The ThreatFox: Mirai IOCs rule detects potential Mirai botnet activity by identifying known malicious indicators associated with compromised IoT devices. SOC teams should proactively hunt for this behavior in Azure Sentinel to identify and mitigate early-stage Mirai infections before they spread across the network.
IOC Summary
Malware Family: Mirai Total IOCs: 3 IOC Types: url, ip:port
| Type | Value | Threat Type | First Seen | Confidence |
|---|---|---|---|---|
| url | hxxp://176[.]65[.]139[.]151/Sakura.sh | payload_delivery | 2026-06-07 | 90% |
| ip:port | 169[.]239[.]130[.]20:80 | botnet_cc | 2026-06-07 | 75% |
| ip:port | 176[.]65[.]139[.]126:2701 | botnet_cc | 2026-06-07 | 80% |
// Hunt for network connections to known malicious IPs
// Source: ThreatFox - Mirai
let malicious_ips = dynamic(["176.65.139.126", "169.239.130.20"]);
CommonSecurityLog
| where DestinationIP in (malicious_ips) or SourceIP in (malicious_ips)

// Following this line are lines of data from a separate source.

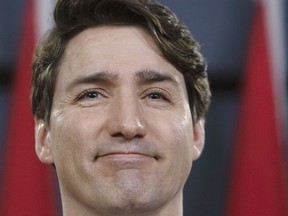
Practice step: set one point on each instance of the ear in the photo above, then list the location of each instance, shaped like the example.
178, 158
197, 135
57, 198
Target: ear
199, 138
43, 141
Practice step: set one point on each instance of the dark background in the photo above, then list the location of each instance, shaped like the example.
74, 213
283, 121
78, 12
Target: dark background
222, 28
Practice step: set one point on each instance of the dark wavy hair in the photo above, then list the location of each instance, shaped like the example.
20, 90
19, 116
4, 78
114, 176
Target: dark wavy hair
172, 38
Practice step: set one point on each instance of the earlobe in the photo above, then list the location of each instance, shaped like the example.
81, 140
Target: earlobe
42, 141
199, 138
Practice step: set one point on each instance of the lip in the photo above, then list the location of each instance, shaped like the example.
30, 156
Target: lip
125, 156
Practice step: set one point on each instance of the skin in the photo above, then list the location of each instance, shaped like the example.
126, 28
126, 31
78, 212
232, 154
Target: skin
121, 134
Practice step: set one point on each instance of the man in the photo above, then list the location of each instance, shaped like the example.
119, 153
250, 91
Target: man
119, 95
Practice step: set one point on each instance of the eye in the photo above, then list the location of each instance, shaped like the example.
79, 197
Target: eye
157, 95
91, 94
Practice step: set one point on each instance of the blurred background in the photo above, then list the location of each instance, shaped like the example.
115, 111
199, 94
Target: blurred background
222, 27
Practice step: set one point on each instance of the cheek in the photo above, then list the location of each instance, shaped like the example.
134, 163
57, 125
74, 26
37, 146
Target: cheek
176, 134
74, 135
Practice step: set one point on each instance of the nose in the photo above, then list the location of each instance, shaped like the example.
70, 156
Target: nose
126, 118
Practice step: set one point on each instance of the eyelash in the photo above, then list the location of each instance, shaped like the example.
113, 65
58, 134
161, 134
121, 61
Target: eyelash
162, 95
86, 93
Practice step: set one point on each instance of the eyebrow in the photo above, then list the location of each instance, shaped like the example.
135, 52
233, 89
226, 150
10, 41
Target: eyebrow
105, 77
150, 76
98, 77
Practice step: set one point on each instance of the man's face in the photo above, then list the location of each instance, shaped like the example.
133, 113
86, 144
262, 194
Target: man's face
121, 134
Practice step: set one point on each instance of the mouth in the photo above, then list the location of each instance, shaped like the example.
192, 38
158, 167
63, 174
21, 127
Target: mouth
125, 156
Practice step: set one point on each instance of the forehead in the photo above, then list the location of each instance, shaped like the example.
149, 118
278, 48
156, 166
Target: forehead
124, 50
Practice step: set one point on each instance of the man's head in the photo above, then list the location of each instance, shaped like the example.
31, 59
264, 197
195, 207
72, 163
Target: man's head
172, 38
119, 96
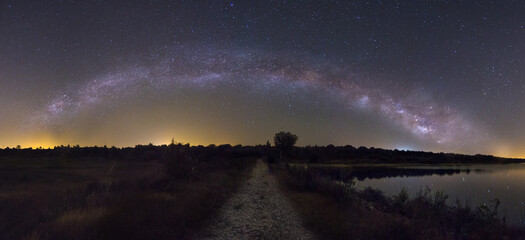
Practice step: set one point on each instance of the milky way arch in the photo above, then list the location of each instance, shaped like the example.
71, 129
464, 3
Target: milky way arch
205, 69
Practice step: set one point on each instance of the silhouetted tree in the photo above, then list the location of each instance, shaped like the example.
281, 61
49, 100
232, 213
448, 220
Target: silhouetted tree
284, 141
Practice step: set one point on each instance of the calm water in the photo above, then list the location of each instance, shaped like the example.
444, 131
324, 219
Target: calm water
479, 184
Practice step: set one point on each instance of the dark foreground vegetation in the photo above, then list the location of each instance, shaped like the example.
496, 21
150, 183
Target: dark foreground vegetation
173, 191
147, 192
333, 209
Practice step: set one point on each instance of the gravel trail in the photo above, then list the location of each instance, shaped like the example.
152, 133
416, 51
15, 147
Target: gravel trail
258, 211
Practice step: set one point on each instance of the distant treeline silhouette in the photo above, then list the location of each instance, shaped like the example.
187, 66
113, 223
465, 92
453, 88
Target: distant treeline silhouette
308, 154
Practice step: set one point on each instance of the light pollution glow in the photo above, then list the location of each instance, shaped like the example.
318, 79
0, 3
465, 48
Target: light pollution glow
440, 126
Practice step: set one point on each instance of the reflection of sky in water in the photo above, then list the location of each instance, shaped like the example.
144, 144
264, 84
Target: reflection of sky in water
505, 182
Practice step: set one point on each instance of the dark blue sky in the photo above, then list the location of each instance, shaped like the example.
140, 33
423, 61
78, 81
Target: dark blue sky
429, 75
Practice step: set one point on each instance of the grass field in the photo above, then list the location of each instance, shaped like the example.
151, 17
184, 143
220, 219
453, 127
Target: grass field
169, 197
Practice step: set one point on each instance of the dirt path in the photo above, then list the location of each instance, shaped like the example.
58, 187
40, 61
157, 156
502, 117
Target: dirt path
258, 211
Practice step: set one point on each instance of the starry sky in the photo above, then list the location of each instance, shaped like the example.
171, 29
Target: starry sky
444, 76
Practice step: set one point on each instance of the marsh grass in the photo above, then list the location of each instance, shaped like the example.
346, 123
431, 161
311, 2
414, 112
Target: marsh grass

| project TimeGenerated, SourceIP, DestinationIP, DestinationPort, DeviceAction, Activity
| order by TimeGenerated desc// Hunt in Defender for Endpoint network events
let malicious_ips = dynamic(["176.65.139.126", "169.239.130.20"]);
DeviceNetworkEvents
| where RemoteIP in (malicious_ips)
| project Timestamp, DeviceName, RemoteIP, RemotePort, InitiatingProcessFileName, ActionType
| order by Timestamp desc// Hunt for access to known malicious URLs
// Source: ThreatFox - Mirai
let malicious_urls = dynamic(["http://176.65.139.151/Sakura.sh"]);
UrlClickEvents
| where Url has_any (malicious_urls)
| project Timestamp, AccountUpn, Url, ActionType, IsClickedThrough
| order by Timestamp desc| Sentinel Table | Notes |
|---|---|
CommonSecurityLog | Ensure this data connector is enabled |
DeviceNetworkEvents | Ensure this data connector is enabled |
UrlClickEvents | Ensure this data connector is enabled |
Scenario: Scheduled System Backup Using tar and rsync
Description: A legitimate scheduled backup job uses tar and rsync to archive and transfer system files, which may match Mirai-related IOCs.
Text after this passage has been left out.